We notice, however, that while the lower court dismissed the complaint outright, and not without prejudice as prayed for by appellant, that action was reconsidered upon his petition and the case was once again set for trial on April 4, 1949, in order that he may present his evidence, if any, in support of his complaint, with the warning that no further postponement would be entertained by the court. And when said date arrived the plaintiff again failed to appear, and making good its warning, the court allowed the defendant to present his evidence in support of his counterclaim, and thereafter rendered judgment as stated in the early part of this decision. And when plaintiff moved to set aside the judgment, explaining his failure to appear and attaching to his motion the affidavit of his physician as an integral part thereof, the motion was denied by the court. This is likewise assigned as error.
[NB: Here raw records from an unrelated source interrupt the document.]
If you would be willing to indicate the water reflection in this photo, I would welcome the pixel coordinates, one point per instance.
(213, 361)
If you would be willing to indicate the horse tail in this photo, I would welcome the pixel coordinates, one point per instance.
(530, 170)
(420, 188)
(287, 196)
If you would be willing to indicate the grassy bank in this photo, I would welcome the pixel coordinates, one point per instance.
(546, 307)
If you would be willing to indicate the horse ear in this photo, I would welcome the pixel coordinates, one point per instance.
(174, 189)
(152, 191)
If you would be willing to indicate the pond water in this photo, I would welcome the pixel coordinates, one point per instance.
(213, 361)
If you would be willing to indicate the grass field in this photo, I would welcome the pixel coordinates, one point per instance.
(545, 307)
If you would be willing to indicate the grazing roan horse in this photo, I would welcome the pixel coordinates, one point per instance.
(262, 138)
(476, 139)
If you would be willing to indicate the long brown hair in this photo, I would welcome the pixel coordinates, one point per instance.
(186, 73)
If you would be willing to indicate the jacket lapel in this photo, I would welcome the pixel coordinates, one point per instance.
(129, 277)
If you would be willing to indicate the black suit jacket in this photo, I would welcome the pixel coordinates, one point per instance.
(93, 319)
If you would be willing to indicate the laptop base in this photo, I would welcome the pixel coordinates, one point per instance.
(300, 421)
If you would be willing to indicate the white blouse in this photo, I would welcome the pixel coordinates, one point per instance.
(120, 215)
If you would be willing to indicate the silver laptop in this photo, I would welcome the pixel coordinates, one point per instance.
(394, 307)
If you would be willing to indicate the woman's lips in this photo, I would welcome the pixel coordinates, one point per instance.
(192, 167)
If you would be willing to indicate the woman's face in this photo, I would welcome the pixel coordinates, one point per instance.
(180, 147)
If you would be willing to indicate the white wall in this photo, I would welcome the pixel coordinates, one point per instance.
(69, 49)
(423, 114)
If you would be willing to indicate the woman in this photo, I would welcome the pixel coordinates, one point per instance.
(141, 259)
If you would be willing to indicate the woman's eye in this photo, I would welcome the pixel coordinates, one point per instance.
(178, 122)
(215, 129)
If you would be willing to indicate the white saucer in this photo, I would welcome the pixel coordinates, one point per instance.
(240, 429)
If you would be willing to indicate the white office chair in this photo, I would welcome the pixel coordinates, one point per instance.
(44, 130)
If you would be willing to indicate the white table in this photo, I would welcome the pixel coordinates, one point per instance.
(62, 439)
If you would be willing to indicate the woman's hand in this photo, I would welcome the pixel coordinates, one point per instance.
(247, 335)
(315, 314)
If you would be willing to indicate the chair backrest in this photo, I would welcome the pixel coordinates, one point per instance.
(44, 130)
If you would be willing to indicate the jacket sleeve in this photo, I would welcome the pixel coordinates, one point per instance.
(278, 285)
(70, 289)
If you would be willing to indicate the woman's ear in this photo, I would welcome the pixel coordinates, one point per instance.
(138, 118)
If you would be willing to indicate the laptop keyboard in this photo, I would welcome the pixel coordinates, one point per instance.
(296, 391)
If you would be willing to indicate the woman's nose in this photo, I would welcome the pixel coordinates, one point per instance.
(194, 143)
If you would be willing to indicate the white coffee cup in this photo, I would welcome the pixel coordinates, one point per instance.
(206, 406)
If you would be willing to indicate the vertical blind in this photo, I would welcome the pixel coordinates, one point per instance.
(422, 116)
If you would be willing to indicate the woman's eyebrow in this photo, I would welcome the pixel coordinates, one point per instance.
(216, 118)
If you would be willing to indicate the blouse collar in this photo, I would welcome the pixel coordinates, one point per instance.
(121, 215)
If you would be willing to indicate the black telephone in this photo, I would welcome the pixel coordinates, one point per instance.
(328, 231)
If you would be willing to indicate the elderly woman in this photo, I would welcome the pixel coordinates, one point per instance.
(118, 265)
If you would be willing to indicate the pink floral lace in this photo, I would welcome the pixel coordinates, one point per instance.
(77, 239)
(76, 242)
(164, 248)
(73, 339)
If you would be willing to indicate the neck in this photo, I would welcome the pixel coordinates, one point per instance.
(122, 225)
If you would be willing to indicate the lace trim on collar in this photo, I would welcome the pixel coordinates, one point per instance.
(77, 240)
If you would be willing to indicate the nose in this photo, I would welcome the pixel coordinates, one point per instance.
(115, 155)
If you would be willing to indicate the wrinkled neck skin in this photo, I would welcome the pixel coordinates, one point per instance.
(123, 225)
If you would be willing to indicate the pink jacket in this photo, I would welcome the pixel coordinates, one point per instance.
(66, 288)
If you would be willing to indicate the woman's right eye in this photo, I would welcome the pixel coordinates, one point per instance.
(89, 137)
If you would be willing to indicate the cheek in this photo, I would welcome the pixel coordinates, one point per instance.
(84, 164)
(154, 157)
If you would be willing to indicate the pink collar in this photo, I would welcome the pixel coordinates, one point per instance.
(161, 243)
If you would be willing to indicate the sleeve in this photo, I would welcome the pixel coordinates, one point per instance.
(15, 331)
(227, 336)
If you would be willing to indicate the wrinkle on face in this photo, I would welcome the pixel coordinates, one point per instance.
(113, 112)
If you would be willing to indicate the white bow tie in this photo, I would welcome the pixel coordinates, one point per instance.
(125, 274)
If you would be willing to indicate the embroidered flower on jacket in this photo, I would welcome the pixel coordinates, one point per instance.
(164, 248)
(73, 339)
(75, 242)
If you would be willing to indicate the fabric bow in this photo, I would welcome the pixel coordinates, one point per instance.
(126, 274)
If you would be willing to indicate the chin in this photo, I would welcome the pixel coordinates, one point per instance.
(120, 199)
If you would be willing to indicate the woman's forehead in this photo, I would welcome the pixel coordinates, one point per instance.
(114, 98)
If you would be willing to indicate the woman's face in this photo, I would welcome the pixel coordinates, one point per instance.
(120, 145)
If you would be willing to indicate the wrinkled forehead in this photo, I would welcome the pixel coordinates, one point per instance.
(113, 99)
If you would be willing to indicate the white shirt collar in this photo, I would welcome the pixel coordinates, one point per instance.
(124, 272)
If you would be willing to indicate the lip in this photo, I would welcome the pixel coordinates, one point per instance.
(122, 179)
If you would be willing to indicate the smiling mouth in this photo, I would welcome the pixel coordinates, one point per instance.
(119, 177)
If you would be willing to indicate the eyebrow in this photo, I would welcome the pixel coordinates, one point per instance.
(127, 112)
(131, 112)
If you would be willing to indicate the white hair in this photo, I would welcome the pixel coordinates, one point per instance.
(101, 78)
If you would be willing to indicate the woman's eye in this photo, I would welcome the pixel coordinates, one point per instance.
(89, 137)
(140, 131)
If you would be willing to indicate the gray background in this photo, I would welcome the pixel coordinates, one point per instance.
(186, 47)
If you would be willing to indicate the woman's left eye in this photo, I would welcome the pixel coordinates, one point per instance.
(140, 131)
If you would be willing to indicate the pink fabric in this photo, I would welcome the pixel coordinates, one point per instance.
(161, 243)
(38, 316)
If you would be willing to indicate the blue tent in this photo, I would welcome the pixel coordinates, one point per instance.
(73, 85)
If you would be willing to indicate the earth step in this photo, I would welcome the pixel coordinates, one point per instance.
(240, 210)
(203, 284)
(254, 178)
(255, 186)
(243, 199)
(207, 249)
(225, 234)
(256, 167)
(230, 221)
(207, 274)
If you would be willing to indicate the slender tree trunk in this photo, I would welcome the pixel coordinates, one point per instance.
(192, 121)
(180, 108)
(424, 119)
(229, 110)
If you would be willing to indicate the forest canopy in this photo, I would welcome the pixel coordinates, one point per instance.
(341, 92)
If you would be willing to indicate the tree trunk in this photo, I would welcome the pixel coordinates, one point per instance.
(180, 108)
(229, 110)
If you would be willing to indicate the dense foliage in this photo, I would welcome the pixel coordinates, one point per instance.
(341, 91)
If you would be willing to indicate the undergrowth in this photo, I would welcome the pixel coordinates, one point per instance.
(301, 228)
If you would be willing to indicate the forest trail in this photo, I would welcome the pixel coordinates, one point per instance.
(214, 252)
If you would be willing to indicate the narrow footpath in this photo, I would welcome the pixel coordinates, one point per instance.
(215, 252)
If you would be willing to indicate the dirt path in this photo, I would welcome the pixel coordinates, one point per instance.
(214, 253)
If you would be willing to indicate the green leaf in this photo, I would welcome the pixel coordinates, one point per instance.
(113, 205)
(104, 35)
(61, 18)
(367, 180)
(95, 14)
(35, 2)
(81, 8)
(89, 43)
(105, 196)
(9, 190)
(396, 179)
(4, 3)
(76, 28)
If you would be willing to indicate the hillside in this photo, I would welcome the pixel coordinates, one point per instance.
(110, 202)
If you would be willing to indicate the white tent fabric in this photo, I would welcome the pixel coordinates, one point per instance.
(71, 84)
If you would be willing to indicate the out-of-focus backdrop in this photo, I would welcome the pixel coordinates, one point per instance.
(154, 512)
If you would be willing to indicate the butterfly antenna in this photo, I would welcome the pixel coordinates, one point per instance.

The lower court, in denying the motion to set aside the judgment, made the following findings:

"After carefully considering the petition, the Court is of the opinion that the same is not well taken. The records of the case will show that the hearing was postponed several times upon the petition of plaintiff, and on April 4, 1949, when the case was called again for trial nobody appeared in representation of said plaintiff notwithstanding the fact that his lawyer was duly notified of said hearing. If it were true that the aforesaid plaintiff was sick on April 2, 1949, he should have notified his attorney in order that the latter might ask for the postponement of the hearing."

We do not find any plausible reason to disturb these findings of the trial court considering the many moves for postponement made by the plaintiff, always over the objection of the defendant, which were always granted by the court in its desire to serve the interests of justice, which shows either lack of interest on the part of the plaintiff, or lack of evidence on his part to substantiate his claim.

As regards the claim that the lower court erred in not allowing the plaintiff to present his witnesses to prove the true intention of the parties relative to the payment in advance of the 95 per cent of the purchase price of the copra by defendant Huntington before he may be obligated to load it on board the vessel as agreed upon, we find it without merit considering that his (plaintiff) complaint was dismissed and the counterclaim was tried in his absence. This was due to his own failure to appear either personally or through counsel as stated by the lower court.

Finally, with respect to the merits of the counterclaim, there is nothing that we can detract from the decision, it appearing that the same contains a full and exhaustive discussion of the evidence presented by the defendant. The decision is mostly predicated on documentary evidence the contents of which appear quoted therein. And as said evidence stands uncontradicted, there is nothing to consider to negative its effect. We have no other alternative than to confirm said decision.

Wherefore, the decision appealed from is hereby affirmed, with costs against the appellant.

Paras, C. J., Feria, Pablo, Bengzon, Padilla, Tuason, Reyes and Jugo, JJ., concur.